Erzählung 3: Entzündung

Sie spürte, wie ihr etwas in der Kehle stecken blieb, und konnte kein Wort herausbringen.

Er bemerkte nicht einmal, dass ihr Gespräch verstummt war – vielleicht hatte er sogar vergessen, dass sie ihm direkt gegenübersaß.

Erzählung 4: Der Verfolger

In flüchtigen Momenten schenken ihr die exotischen Kulissen, nur wenige Stunden von jedem Flughafen entfernt, eine Ahnung dieser Welt – wie ein Zauberer, der für einen Augenblick die Ecke seines Umhangs hebt.

Erzählung 5: Das Irrenhaus

Mit dem Sonnenaufgang fühle ich im Schlaf das Zittern des Raums.

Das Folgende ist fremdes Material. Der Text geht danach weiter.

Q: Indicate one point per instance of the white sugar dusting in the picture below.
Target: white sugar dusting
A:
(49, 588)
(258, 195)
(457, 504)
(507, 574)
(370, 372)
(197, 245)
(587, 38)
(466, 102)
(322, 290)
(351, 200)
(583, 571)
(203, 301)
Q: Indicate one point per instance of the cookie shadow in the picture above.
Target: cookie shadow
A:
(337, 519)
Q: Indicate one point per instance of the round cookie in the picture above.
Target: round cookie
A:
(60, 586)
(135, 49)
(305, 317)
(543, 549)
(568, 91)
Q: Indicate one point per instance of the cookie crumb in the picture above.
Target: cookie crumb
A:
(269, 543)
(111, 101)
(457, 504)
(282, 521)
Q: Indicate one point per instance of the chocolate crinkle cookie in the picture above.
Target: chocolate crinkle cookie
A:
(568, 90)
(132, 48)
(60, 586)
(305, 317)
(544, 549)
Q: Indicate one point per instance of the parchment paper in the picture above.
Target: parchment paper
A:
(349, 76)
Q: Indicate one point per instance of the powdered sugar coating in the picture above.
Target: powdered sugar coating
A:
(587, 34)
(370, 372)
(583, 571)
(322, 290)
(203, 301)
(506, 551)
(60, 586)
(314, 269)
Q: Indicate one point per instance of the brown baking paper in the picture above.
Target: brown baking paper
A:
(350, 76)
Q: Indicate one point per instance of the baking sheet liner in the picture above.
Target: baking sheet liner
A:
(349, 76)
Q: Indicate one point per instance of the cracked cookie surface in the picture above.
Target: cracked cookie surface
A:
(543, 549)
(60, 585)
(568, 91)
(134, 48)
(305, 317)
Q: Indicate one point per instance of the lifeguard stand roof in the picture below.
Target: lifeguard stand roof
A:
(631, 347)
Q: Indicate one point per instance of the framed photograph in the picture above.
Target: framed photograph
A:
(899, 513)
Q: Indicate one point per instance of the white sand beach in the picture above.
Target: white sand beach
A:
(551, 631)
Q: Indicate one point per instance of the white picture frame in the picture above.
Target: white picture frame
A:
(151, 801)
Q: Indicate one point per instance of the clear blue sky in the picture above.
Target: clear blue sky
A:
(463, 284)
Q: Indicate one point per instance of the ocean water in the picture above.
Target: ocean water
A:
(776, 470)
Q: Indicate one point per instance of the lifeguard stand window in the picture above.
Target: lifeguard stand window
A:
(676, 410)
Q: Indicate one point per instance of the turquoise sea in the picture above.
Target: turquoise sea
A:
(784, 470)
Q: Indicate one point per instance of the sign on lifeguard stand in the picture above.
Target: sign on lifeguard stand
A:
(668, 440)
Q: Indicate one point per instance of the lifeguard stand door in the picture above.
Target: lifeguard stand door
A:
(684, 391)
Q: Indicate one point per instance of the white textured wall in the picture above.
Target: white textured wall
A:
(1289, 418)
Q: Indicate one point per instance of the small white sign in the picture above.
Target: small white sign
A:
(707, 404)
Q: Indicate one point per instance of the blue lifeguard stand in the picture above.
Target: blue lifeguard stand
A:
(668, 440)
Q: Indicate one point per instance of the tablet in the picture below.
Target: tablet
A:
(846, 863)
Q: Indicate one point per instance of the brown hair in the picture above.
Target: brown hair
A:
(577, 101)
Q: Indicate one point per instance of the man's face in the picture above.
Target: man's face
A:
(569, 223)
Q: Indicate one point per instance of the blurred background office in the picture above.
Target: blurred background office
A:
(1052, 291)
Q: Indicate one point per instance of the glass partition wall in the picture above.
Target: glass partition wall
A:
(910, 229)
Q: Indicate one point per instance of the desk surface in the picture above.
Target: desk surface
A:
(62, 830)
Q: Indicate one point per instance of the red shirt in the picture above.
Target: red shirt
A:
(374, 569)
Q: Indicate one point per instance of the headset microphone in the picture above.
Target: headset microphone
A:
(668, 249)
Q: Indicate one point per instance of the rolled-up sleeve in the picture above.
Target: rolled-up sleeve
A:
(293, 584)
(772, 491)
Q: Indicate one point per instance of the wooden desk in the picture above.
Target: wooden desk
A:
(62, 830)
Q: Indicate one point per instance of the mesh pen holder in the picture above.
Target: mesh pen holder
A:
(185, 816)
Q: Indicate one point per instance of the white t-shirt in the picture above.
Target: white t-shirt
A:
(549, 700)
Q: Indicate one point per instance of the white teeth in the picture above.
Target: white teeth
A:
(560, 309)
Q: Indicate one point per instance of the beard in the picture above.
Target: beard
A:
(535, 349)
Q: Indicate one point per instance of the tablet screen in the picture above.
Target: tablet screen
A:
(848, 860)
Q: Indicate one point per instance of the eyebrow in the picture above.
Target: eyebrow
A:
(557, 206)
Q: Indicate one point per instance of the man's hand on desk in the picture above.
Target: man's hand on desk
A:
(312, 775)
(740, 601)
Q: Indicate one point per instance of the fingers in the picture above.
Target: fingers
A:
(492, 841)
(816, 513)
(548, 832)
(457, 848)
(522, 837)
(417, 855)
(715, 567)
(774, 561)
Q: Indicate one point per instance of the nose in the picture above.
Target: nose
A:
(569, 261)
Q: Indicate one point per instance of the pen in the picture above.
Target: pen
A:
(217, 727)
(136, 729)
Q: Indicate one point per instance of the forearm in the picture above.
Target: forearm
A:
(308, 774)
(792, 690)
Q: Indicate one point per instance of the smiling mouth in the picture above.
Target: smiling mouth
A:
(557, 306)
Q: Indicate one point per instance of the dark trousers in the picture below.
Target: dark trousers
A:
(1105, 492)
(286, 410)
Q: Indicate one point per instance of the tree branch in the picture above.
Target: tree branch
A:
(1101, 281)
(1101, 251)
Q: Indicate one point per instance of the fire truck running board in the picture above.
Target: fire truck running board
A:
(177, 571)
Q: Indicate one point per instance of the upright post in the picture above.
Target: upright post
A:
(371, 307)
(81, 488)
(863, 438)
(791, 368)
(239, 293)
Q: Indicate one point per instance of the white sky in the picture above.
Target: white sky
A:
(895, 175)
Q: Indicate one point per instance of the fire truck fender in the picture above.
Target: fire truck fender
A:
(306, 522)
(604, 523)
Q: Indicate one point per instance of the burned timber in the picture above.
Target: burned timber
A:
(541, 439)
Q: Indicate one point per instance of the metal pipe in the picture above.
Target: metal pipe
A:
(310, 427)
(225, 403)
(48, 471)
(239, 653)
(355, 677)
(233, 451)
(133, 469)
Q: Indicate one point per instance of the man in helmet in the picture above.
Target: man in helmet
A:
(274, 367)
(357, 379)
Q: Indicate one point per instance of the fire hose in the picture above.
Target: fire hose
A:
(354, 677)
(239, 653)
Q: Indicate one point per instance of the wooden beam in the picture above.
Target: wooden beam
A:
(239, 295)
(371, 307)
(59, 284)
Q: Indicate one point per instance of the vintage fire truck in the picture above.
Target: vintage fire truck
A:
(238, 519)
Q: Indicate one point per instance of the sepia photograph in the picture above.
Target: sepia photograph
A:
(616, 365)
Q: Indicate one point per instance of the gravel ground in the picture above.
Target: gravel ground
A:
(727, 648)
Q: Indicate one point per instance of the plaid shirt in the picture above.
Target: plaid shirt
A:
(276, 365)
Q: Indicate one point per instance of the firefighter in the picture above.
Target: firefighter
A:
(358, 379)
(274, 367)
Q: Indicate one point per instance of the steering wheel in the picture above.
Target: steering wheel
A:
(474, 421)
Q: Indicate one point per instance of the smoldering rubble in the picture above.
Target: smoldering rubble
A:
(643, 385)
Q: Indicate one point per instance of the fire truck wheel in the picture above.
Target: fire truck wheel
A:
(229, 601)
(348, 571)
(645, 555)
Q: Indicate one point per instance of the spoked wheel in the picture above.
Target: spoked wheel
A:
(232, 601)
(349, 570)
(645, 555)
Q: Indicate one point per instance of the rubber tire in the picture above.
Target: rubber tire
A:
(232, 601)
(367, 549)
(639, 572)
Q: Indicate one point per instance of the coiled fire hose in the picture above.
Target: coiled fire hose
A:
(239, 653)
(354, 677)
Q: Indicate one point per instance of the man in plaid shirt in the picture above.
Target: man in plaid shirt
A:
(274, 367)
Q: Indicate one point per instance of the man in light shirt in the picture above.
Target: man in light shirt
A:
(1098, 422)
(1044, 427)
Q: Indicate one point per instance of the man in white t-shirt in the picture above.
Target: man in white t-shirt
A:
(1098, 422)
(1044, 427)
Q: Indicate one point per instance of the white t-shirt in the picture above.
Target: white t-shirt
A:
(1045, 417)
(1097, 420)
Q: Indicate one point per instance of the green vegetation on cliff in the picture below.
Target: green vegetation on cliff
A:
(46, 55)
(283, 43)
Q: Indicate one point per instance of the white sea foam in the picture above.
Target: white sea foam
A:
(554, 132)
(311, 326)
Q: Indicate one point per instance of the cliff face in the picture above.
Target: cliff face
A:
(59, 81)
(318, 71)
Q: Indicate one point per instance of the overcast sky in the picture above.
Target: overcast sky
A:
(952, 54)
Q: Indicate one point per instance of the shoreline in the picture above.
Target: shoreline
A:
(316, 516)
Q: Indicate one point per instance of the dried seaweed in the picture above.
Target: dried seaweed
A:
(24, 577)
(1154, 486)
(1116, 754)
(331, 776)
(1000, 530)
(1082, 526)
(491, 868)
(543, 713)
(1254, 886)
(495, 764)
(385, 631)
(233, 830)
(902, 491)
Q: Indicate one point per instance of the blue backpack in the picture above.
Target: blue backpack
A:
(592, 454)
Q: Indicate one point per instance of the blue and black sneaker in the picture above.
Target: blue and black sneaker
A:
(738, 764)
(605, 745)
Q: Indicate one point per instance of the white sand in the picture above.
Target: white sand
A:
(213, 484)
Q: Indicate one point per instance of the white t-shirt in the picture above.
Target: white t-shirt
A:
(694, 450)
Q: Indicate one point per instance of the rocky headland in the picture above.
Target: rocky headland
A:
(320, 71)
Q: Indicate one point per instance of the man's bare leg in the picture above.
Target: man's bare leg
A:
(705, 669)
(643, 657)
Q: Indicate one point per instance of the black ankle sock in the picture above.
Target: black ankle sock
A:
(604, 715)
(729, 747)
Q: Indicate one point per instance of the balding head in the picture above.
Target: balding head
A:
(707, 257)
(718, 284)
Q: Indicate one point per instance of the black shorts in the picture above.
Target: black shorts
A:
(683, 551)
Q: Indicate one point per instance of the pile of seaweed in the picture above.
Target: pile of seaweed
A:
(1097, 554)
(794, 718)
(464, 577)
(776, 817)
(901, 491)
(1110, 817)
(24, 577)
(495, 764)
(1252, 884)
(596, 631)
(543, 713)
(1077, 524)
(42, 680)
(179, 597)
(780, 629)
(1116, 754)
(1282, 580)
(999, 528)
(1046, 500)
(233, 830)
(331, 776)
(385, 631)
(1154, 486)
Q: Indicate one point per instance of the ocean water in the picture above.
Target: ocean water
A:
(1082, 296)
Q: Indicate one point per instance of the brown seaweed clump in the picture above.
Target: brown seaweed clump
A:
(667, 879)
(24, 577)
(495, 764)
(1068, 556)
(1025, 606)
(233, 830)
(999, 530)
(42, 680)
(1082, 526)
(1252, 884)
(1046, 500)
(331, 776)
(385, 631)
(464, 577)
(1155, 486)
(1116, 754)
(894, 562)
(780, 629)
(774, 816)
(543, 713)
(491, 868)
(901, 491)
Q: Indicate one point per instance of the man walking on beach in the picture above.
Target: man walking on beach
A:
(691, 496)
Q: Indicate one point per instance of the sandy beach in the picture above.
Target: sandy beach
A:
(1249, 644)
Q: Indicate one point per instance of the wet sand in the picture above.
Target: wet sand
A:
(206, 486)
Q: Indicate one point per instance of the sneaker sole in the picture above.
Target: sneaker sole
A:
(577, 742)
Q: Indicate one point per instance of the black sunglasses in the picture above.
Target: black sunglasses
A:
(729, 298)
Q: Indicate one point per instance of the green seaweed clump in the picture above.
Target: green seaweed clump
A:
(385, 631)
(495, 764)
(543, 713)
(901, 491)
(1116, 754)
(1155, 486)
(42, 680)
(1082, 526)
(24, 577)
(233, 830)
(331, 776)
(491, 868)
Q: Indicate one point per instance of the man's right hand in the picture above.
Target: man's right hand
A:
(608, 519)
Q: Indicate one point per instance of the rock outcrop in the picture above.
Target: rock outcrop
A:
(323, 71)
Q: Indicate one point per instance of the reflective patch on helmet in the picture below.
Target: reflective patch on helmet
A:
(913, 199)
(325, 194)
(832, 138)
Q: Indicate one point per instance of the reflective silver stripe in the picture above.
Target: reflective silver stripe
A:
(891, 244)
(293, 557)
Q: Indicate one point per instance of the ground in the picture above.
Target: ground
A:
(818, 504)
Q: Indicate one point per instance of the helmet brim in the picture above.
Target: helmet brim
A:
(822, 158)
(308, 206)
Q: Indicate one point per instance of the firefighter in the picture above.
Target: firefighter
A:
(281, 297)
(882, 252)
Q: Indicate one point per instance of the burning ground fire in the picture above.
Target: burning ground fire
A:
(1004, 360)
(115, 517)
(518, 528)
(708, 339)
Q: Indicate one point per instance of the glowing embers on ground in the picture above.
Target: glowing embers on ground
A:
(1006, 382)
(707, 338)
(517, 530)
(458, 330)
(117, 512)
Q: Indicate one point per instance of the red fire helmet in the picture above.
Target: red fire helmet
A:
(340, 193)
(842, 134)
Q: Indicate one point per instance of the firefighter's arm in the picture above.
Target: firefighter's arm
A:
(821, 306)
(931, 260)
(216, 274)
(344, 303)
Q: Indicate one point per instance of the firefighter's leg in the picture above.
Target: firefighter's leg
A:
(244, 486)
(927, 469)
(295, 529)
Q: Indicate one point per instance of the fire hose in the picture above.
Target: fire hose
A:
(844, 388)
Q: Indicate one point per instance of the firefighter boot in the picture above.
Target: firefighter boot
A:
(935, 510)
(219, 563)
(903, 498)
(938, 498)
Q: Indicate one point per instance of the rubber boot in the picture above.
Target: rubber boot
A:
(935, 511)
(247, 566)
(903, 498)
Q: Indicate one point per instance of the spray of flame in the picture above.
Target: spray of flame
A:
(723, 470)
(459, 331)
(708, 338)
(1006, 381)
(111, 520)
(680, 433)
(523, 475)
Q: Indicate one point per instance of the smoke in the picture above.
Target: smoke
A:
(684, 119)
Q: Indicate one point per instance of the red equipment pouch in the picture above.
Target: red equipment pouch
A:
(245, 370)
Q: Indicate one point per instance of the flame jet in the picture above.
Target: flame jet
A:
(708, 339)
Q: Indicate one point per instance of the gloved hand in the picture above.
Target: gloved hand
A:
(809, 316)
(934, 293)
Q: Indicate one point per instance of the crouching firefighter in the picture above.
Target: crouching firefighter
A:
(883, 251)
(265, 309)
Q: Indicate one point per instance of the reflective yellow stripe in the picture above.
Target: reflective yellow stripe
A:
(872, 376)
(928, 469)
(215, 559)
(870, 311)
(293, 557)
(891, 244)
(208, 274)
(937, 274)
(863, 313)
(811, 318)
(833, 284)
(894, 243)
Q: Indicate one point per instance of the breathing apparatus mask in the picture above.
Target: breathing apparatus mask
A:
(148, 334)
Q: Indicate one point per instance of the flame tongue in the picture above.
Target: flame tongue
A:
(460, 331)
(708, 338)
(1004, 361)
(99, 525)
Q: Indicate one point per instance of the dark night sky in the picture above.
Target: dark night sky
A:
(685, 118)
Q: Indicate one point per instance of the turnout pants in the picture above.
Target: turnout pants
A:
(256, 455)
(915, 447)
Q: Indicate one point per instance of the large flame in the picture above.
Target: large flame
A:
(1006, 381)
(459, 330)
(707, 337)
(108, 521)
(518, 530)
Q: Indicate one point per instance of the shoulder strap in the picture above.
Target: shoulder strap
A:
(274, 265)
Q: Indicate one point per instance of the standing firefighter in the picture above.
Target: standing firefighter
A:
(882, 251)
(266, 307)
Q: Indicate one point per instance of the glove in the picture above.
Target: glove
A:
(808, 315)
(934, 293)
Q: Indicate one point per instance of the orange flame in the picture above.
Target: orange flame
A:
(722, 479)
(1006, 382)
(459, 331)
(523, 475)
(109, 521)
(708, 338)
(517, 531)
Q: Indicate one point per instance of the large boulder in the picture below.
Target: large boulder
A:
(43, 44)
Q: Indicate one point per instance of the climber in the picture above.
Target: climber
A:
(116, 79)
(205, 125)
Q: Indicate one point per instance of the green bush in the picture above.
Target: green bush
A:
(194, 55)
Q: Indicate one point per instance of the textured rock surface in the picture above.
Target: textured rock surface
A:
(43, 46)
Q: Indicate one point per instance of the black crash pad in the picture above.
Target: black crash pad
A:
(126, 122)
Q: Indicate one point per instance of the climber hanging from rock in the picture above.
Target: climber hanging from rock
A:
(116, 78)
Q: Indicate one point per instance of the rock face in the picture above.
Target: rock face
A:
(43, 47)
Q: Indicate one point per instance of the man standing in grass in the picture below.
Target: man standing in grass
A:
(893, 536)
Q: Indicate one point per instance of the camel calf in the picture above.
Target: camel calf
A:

Ein Knarzen dringt an mein Ohr – ich erkenne, dass es das Schmelzen des Schnees auf dem Dach ist.

Erzählung 6: Die Meister des Betrugs

„Lügner haben wohl die wissenschaftlichste Art zu leben. Wenn du aufhörst zu lügen, musst du ein Narr werden, der pendelt und tut, was sein Chef ihm sagt. Oder du wirst ein Verrückter, der sich von der Welt abkoppelt. Und am Ende verhungerst du.“

Erzählung 7: Abschied

Wir werden vom Regen überrascht. In unseren Ohren hallt das Schweigen der Nacht.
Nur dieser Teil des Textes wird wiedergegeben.